Die Klage vom Leithagebirge
Ein Bauer führte spätabends seine Weinladung über das Leithagebirge. Während er, ein fröhliches Liedlein pfeifend, neben seinem Wagen einherschritt, sah er plötzlich eine feurige Kugel vom Abhang her gerade auf seinen Wagen zurollen. In der Besorgnis, daß ihm die Pferde durchgehen könnten, griff er rasch nach einem Holzprügel und rief dem dahertanzenden Ding zu:
"Wenn du auf mich rollst, zerschlage ich dich wie einen Kürbis."

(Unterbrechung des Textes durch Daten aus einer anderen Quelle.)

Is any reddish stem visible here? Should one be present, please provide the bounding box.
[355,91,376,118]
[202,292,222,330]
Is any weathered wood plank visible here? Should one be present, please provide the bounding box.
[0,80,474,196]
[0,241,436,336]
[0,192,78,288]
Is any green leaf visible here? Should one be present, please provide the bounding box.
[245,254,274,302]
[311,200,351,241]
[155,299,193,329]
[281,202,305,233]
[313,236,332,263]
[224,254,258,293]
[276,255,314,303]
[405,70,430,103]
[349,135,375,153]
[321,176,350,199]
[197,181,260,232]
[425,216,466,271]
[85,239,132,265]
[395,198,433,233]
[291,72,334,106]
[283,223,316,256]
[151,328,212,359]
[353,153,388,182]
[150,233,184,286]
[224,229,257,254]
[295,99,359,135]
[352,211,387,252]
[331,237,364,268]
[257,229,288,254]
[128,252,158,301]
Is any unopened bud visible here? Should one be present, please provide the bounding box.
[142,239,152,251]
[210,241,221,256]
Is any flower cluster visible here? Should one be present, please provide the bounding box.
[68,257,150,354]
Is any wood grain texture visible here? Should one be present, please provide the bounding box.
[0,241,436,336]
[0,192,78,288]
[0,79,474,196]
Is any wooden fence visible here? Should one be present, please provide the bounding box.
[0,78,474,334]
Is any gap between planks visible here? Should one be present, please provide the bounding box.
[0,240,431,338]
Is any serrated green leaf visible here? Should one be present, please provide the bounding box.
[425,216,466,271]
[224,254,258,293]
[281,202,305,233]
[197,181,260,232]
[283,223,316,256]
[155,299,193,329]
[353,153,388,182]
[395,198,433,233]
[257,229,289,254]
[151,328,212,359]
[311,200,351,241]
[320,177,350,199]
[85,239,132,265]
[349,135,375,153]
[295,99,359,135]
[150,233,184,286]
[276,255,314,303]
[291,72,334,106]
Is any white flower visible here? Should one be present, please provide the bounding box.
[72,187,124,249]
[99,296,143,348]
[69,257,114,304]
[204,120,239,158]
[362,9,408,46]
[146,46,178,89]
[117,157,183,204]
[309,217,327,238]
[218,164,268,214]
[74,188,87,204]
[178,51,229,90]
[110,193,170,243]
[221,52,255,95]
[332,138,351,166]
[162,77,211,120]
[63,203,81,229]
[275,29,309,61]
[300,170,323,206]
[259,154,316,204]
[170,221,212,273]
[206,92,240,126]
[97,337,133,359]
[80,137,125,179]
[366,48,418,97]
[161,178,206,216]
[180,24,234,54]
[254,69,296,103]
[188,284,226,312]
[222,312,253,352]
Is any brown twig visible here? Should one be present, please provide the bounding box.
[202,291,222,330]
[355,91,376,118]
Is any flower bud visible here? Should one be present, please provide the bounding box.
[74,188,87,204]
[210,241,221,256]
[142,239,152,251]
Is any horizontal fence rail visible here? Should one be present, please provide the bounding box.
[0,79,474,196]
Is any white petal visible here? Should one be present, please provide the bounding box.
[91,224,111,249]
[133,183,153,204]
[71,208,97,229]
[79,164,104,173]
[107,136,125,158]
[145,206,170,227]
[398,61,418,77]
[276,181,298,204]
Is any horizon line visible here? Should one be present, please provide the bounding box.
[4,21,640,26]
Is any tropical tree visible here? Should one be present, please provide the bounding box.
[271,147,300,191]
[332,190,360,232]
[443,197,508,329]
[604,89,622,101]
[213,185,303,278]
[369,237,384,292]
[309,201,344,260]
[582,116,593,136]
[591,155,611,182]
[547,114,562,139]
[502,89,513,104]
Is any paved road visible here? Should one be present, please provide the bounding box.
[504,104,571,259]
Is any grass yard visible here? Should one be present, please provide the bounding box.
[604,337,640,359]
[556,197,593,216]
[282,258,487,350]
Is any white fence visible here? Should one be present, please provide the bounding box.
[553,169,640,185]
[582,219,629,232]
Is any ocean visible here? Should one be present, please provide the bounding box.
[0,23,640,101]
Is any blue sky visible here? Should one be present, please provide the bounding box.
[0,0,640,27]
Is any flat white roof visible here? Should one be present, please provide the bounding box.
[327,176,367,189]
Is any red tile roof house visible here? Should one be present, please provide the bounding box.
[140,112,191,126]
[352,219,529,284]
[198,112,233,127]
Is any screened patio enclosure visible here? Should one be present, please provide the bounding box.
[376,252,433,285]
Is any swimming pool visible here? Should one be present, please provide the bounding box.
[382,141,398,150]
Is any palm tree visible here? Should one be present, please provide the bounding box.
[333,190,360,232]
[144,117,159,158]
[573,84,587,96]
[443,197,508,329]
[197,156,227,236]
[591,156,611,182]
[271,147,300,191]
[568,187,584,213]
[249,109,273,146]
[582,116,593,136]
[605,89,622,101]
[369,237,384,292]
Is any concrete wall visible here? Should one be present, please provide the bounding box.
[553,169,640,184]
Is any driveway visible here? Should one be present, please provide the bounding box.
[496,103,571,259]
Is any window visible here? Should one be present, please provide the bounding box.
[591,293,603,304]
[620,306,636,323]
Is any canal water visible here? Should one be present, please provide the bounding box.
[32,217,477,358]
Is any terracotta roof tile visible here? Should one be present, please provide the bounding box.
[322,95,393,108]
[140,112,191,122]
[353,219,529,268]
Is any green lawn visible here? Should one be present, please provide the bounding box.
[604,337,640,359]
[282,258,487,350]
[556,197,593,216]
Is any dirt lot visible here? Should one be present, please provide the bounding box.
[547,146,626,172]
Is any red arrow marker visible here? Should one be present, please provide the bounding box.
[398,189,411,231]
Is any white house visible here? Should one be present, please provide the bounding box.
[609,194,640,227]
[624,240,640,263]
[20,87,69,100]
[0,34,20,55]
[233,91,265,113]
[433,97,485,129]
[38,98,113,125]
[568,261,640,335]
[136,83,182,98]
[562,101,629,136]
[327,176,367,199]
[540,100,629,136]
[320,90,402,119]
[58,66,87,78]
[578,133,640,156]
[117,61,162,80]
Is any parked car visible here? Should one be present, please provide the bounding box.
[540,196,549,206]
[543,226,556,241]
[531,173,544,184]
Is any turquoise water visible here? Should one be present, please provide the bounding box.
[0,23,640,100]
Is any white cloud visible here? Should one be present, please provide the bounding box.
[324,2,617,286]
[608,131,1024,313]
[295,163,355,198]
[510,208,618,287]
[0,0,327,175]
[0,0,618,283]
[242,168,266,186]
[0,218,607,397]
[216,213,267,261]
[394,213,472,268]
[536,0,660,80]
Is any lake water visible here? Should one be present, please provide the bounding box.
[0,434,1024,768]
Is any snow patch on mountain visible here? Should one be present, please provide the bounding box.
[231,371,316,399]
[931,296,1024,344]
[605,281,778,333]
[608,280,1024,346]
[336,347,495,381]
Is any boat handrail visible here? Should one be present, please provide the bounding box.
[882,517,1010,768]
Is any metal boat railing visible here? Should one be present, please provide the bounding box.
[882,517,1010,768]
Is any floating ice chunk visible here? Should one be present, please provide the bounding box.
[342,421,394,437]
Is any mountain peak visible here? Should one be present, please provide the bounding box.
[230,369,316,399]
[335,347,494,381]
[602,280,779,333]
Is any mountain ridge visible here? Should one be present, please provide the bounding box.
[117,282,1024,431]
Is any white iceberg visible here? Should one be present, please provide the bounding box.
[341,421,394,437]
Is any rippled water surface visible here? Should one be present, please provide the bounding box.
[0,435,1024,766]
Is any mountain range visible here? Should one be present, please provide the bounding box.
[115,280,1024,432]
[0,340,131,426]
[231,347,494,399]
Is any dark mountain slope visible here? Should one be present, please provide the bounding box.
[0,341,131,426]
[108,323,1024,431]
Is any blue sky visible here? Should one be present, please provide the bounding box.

Die Kugel aber kümmerte sich um das Geschrei des Mannes nicht und umkreiste funkensprühend unaufhörlich den Wagen, so daß dem Bauern die Haare zu Berg stiegen und er mit einem Stoßgebet seine Pferde zu rascherer Gangart antrieb, um aus der unheimlichen Gegend fortzukommen. Aber erst knapp vor dem nächsten Dorf verlor sich die Kugel im Feld. Aufatmend hielt der Fuhrmann vor dem Gasthaus des Ortes an und erzählte dort sein Erlebnis. Die Zuhörer lachten ihn aus.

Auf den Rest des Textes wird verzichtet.